O diferencial, apontado por Sperber (1982) acerca do emprego das conjunções coordenativas aditivas e adversativas, está na posição onde a conjunção se encontra na frase e sua frequência em tal posição. Ambos os contos (A hora e a vez de Augusto Matraga e O burrinho pedrês), segundo a autora, mostraram o emprego de conjunções coordenativas aditivas e adversativas no início de períodos, elemento de escrita que não pode ser ignorado quando a intenção é radiografar os traços estilísticos significativos do autor.

No terceiro capítulo de Signo e sentimento, Sperber analisa Corpo de baile, ainda sob o viés da articulação entre signos e sintagmas, e dá atenção especial a Campo geral tratando da conjunção coordenativa mas.
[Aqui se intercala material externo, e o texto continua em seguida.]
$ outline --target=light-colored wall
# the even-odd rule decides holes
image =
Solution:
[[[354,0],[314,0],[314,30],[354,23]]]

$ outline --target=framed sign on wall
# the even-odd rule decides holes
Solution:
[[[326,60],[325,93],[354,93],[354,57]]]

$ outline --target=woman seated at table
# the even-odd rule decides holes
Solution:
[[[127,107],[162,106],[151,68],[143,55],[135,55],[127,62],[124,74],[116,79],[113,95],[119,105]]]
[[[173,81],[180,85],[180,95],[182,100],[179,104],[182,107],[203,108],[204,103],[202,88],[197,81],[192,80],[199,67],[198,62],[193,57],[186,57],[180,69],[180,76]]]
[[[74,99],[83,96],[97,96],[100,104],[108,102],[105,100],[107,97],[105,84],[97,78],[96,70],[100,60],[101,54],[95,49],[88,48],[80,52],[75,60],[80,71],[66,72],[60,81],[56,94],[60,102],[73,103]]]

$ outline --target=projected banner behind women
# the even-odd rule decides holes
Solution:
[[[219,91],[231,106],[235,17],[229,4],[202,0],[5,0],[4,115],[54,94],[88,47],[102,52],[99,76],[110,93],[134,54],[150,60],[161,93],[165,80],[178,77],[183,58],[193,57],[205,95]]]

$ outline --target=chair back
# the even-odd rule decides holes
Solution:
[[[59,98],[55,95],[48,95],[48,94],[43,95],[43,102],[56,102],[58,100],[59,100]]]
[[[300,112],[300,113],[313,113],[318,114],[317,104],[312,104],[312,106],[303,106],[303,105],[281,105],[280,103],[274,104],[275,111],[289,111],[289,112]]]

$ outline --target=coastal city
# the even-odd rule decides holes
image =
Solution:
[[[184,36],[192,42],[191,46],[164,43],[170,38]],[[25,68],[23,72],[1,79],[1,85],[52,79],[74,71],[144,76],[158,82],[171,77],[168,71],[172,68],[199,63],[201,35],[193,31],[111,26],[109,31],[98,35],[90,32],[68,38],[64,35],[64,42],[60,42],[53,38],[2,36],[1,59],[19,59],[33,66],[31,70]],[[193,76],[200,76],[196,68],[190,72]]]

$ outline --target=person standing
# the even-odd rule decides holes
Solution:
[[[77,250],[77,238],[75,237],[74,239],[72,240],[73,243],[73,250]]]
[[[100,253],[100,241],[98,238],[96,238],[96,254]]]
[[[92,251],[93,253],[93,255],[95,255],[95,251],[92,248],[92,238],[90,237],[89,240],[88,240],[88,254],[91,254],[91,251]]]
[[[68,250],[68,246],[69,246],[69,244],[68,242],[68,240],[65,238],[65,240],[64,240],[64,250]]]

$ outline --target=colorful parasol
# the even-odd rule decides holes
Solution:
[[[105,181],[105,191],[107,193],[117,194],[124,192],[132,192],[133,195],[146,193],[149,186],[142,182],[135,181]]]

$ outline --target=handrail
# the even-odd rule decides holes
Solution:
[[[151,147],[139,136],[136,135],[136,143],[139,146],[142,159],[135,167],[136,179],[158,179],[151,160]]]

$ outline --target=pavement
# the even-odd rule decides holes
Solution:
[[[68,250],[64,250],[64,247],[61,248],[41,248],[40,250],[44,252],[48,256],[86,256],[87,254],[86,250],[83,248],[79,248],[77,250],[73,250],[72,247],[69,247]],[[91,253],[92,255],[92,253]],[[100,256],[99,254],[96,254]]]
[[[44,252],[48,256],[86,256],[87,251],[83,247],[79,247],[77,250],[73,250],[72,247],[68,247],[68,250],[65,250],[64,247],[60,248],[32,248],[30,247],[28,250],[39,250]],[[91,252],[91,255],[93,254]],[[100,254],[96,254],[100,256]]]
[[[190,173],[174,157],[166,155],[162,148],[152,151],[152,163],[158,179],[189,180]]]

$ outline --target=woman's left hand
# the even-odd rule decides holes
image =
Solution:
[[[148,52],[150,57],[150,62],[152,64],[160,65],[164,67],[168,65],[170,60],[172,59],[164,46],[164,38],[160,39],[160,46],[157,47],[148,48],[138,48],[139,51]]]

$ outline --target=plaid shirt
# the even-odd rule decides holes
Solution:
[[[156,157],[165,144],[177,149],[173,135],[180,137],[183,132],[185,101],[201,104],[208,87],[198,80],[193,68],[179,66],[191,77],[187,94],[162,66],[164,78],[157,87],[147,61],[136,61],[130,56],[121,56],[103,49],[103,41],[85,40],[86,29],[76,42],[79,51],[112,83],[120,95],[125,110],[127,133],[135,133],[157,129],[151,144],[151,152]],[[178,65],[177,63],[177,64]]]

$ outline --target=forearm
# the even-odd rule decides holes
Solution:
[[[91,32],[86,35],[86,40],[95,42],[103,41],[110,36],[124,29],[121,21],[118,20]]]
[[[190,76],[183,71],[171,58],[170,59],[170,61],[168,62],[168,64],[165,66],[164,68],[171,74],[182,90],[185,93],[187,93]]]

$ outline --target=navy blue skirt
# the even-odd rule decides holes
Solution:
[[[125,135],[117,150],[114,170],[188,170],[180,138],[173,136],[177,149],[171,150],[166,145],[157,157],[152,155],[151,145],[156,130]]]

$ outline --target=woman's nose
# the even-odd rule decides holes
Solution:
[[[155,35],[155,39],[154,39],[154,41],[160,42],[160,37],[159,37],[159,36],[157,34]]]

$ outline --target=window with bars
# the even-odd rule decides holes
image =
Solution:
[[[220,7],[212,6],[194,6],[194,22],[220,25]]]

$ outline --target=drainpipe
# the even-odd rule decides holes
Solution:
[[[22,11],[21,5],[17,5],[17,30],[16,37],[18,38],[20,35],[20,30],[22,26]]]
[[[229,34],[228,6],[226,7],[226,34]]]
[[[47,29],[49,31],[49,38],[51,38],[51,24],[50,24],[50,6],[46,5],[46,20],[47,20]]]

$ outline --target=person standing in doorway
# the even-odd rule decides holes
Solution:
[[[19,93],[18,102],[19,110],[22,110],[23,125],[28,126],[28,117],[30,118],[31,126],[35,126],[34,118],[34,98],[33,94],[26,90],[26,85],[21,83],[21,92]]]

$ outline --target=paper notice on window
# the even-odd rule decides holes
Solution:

Ela percebe, igualmente, maior incidência da conjunção no início de frases:

O ‘mas’ revela-se restritivo. Esta restrição pretende coordenar sintagmas que em princípio dispensavam esta articulação. Ora, a articulação forçada quer explicar o que não se explica. Deste modo, buscamos, nós, leitores, compreender o sintagma anterior através do seguinte. Consequentemente, o sentido do sintagma anterior, em si completo, é minimizado, é limitado pela restrição da conjunção coordenativa adverbial inicial (SPERBER, 1982, p. 72).

Sobre a comparação entre o esboço e a finalização de Grande sertão: veredas, Sperber informa que Guimarães Rosa renova a linguagem pelo uso que faz de um léxico arcaico (do sul da Bahia e norte de Minas), criando neologismos que, segundo a autora, parece ser uma prática do próprio povo dessa região (SPERBER, 1982, p. 72). Por fim, questiona: “Qual o sentido da evolução estilística e narratívica de Guimarães Rosa?” (SPERBER, 1982, p. 93). Essa é justamente a questão que retomaremos ao longo dessa pesquisa, pois, se existe uma evolução na escrita, é preciso determinar quais elementos fazem parte desse processo e de que forma ela transparece no material linguístico.